By the end of the interrogation, all three men are exhausted. The viewer is exhausted too! This is an intense episode, one that plays out like a particularly kinetic, three-person play. Kyle Secor and Andre Braugher continue to prove themselves to be a brilliant team but, in this episode, they’re equally matched by Moses Gunn, who keeps you guessing as far as Risley Tucker’s guilt or innocence is concerned. Gunn, who died a few months after this episode aired, gives a performance that leaves you feeling as conflicted about Tucker as the two detectives. If Tucker is guilty, then he’s a soulless monster who has gotten away with murder. If Tucker is innocent, then we’ve just spent 50 minutes watching an elderly, recovering alcoholic go through a truly Hellish experience. As the episode ends, the viewer is aware that all three of the men will be changed forever as a result of the 14 hours they spent in the box.
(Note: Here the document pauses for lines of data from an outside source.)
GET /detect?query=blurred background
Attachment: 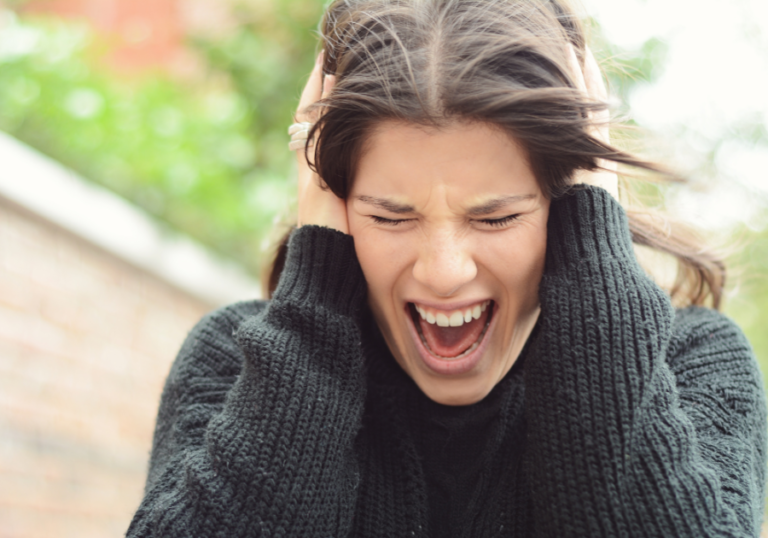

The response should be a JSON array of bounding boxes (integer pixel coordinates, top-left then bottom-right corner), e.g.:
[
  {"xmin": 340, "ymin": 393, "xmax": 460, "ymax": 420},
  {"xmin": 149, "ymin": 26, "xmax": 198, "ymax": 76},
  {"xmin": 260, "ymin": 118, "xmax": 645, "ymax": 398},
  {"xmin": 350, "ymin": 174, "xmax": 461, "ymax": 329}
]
[{"xmin": 0, "ymin": 0, "xmax": 766, "ymax": 536}]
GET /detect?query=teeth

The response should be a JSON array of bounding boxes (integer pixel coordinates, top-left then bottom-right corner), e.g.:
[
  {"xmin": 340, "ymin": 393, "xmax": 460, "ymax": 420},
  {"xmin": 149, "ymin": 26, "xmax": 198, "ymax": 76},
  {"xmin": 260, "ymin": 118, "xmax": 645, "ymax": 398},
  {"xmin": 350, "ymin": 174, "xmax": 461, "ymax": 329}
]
[
  {"xmin": 414, "ymin": 300, "xmax": 491, "ymax": 327},
  {"xmin": 413, "ymin": 304, "xmax": 494, "ymax": 361}
]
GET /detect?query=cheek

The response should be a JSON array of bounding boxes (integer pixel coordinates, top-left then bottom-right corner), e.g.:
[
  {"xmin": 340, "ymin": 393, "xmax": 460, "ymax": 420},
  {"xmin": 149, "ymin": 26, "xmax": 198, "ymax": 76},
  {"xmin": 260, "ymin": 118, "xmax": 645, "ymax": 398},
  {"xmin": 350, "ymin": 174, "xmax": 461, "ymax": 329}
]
[
  {"xmin": 350, "ymin": 227, "xmax": 410, "ymax": 306},
  {"xmin": 486, "ymin": 221, "xmax": 547, "ymax": 295},
  {"xmin": 356, "ymin": 243, "xmax": 390, "ymax": 297},
  {"xmin": 348, "ymin": 215, "xmax": 380, "ymax": 288},
  {"xmin": 350, "ymin": 229, "xmax": 415, "ymax": 355}
]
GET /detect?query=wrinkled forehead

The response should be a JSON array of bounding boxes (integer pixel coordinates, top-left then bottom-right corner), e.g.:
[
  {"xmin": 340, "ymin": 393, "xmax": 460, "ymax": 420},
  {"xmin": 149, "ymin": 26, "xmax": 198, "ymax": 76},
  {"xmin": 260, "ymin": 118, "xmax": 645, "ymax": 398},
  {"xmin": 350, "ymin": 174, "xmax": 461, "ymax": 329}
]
[{"xmin": 349, "ymin": 121, "xmax": 543, "ymax": 207}]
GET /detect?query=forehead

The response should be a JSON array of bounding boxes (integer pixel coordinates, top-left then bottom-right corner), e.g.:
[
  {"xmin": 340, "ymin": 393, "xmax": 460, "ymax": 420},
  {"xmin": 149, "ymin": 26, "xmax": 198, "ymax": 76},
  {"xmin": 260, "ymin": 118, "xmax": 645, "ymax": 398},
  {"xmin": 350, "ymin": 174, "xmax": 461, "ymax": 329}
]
[{"xmin": 352, "ymin": 121, "xmax": 540, "ymax": 202}]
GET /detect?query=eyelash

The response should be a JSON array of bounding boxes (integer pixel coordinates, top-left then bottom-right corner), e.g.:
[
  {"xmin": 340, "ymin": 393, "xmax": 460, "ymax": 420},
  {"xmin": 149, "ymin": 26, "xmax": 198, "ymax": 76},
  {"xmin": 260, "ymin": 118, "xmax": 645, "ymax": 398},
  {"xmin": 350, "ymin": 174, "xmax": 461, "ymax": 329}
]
[
  {"xmin": 370, "ymin": 215, "xmax": 409, "ymax": 226},
  {"xmin": 478, "ymin": 214, "xmax": 520, "ymax": 228},
  {"xmin": 370, "ymin": 214, "xmax": 521, "ymax": 227}
]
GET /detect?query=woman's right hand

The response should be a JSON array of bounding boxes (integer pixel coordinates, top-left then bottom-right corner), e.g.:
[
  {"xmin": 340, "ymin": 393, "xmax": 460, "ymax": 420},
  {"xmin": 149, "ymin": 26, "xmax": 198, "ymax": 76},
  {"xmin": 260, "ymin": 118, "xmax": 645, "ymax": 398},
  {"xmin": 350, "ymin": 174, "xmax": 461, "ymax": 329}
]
[
  {"xmin": 294, "ymin": 52, "xmax": 349, "ymax": 234},
  {"xmin": 567, "ymin": 45, "xmax": 620, "ymax": 201}
]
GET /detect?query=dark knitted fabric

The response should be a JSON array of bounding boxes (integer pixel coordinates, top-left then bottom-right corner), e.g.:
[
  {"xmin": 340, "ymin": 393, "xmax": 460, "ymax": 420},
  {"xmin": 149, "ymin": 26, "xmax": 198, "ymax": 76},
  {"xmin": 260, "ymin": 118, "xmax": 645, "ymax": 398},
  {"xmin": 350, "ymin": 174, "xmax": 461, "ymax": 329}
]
[
  {"xmin": 411, "ymin": 324, "xmax": 537, "ymax": 537},
  {"xmin": 127, "ymin": 187, "xmax": 767, "ymax": 537}
]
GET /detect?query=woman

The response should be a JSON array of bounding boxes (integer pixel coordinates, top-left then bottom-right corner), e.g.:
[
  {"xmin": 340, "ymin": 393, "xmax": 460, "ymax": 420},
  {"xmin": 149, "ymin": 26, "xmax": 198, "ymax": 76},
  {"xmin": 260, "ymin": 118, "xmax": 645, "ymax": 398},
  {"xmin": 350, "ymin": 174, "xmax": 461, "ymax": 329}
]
[{"xmin": 128, "ymin": 0, "xmax": 767, "ymax": 536}]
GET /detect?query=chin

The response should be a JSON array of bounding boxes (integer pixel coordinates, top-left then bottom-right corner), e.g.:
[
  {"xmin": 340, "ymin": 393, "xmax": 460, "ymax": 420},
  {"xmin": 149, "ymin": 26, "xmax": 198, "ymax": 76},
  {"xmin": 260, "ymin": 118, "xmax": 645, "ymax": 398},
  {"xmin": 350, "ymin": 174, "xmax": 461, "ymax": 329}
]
[{"xmin": 413, "ymin": 374, "xmax": 500, "ymax": 406}]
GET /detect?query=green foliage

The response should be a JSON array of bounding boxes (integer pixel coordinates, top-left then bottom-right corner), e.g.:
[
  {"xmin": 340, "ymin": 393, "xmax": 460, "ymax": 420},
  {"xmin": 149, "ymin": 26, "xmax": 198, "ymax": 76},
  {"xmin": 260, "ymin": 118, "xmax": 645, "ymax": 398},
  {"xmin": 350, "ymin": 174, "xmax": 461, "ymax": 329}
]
[
  {"xmin": 587, "ymin": 18, "xmax": 669, "ymax": 120},
  {"xmin": 726, "ymin": 226, "xmax": 768, "ymax": 370},
  {"xmin": 0, "ymin": 7, "xmax": 322, "ymax": 274}
]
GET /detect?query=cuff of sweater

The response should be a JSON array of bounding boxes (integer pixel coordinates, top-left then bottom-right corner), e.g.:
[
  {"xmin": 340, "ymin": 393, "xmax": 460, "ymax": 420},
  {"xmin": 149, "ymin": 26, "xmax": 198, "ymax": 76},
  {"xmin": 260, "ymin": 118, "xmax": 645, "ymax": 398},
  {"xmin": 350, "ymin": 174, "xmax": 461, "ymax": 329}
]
[
  {"xmin": 546, "ymin": 185, "xmax": 636, "ymax": 273},
  {"xmin": 271, "ymin": 225, "xmax": 367, "ymax": 317}
]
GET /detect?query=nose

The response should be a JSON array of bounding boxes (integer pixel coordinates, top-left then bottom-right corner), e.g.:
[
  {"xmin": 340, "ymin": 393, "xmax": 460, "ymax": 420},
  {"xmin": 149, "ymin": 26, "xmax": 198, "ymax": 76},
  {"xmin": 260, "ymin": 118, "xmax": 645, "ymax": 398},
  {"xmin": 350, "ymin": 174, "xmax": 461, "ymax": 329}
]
[{"xmin": 412, "ymin": 229, "xmax": 478, "ymax": 297}]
This was an outstanding episode, one that ended on a note of sadness. Adena Watson’s killer will never be caught. If Tucker did it, he got away with it. If Tucker didn’t do it, Bayliss and Pembleton’s obsessive pursuit of him means that the real killer is probably already far away from Baltimore. Not every case gets solved and not everyone gets justice. To quote Casino’s Ace Rothstein, “And that’s that.”